Received: 24 February 2010
Accepted: 16 April 2010

Abstract

Aims. We are carrying out a physical and chemical study of the protostellar envelopes in a representative sample of IM Class 0 protostars. In our first paper we determined the physical structure (density-temperature radial profiles) of the protostellar envelopes. Here, we study the CO depletion and N₂H⁺ deuteration.

Methods. We observed the millimeter lines of C¹⁸O, C¹⁷O, N₂H⁺ and N₂D⁺ towards the protostars using the IRAM 30m telescope. Based on these observations, we derived the C¹⁸O, N₂H⁺ and N₂D⁺ radial abundance profiles across their envelopes using a radiative transfer code. In addition, we modeled the chemistry of the protostellar envelopes.

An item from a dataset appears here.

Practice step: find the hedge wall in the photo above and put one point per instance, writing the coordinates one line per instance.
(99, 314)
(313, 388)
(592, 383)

Results. All the C¹⁸O 10 maps are well fit when assuming that the C¹⁸O abundance decreases inwards within the protostellar envelope until the gas and dust reach the CO evaporation temperature, ≈20-25 K, where the CO is released back to the gas phase. The N₂H⁺ deuterium fractionation in Class 0 IMs is [ N₂D⁺] /[ N₂H⁺] = 0.005–0.014, two orders of magnitude higher than the elemental [D/H] value in the interstellar medium, but a factor of 10 lower than in prestellar clumps. Chemical models account for the C¹⁸O and N₂H⁺ observations if we assume the CO abundance is a factor of ~2 lower than the canonical value in the inner envelope. This could be the consequence of the CO being converted into CH₃OH on the grain surfaces prior to the evaporation and/or the photodissociation of CO by the stellar UV radiation. The deuterium fractionation is not fitted by chemical models. This discrepancy is very likely caused by the simplicity of our model that assumes spherical geometry and neglects important phenomena like the effect of bipolar outflows and UV radiation from the star. More important, the deuterium fractionation is dependent on the ortho-to-para H₂ ratio, which is not likely to reach the steady-state value in the dynamical time scales of these protostars.